本人は対して悪いことをしていないつもりでも、殺人と変わらないような行為もある。昔、丹波哲郎さんが、「車の窓からゴミを捨てるのは、殺人と変わらない。自分さえよければ、人はどうなってもいいという考え方において、全く同じだからだ」と言っていたが、うなづけるのである。それならば、携帯電話を見ながら歩いたり、歩きタバコをするのも、殺人と何ら変わらないであろう。

行為者の自覚なく行われる行為は、カルマを作らない。
つまり、自然な流れで行われたことは、不幸の原因にならない。
良い行為とは全て、無自覚な行為だ。
善意の行いなど、全て作為的なのだ。
寄付は良いものであるが、自分が寄付をしているという考えなしに行われなければならない。それは自然な寄付となって、大いに役立つ。
お金が惜しいと思いながら寄付をすると、良い結果にならない。相手にも自分にも。
行為者であるという自覚を持たず、欠乏感なく与えると、数倍になって返ってくる。
不幸な人を見て、自然の本性に従って手を差し伸べることは、実は無自覚で自然な行為だ。
例えば、電車でご老人に席を譲る時、自分が行為者であるという自覚なく行えば恥ずかしくもないし、自然に行える。しかし、作為的にやるから恥ずかしいのだ。
そして、ご存知のように、席を譲らないことはとても不自然で作為的なのだ。

我々は、心による支配から解放されなければならない。
生きている限り、心は作用を続けるだろう。だが、それを、自分と何の関わりもないものと感じなければならないのだ。

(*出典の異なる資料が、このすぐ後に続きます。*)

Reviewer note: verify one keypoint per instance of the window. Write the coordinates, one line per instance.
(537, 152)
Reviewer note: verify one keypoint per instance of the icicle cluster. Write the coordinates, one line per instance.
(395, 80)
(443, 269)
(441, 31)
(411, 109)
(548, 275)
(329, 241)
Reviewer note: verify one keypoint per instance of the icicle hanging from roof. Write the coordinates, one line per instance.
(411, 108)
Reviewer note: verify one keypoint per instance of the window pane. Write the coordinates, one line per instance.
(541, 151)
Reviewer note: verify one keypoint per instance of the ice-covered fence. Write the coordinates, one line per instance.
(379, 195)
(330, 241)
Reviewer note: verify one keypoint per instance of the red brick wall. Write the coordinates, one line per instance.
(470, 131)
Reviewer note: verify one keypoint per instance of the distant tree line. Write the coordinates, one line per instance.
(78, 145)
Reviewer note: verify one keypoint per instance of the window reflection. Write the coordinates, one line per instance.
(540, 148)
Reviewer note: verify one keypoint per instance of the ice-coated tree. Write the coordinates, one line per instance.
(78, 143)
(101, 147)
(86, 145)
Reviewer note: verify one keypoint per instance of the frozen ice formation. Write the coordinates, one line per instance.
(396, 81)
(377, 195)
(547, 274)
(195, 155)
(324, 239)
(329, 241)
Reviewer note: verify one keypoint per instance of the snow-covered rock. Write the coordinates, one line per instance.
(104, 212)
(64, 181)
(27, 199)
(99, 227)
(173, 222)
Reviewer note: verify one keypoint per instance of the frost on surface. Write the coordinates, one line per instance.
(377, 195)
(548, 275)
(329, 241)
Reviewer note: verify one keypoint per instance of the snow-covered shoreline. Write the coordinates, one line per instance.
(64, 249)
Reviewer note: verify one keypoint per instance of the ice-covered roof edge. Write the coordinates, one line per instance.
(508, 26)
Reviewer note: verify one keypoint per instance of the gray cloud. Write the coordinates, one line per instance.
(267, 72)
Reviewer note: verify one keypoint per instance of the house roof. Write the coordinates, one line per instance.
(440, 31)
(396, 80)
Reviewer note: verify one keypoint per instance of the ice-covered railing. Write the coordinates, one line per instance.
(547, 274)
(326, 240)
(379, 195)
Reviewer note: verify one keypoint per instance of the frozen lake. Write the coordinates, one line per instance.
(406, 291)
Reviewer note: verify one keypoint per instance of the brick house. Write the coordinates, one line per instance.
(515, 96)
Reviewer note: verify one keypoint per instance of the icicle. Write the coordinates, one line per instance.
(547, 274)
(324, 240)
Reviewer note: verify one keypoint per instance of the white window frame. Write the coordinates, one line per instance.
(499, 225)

イエスが、「汝敗れたり。我が後方に退けサタン」と言った時のサタンとは心である。
そして、イエスの言った「我」は、真の自己、真我であるキリストのことだ。インドでなら、アートマンと言うのだろうし、仏教では仏陀というのだろう。
心が真の自己の後ろに控えた者には、積み重なったカルマも影響を与えない。
心を自己と混同することを無知と言うのである。心を自己の道具とするなら、無知は拭われている。これは、心を卑下したのではない。用途を間違えてはならないという意味だ。心は、外界を認識する時には必要なのである。
だが、いったん心が消え去り、再び心が戻ってきた時、奇跡的な成果が達成されていたということがある。例えば、勝ち目の無い決闘を挑み、戦いが始まった後のことは何も憶えていないが、気が付いたら、相手が伸びていた・・・といったようなものだ。
そのような者は、まだ賢者ではない。賢者は、心の流れをちゃんと感じてはいるが、それと関わりを持たないのだ。心と身体は同じものである。だから、自分が行為者だという自覚もない。それが聖者の実態なのである。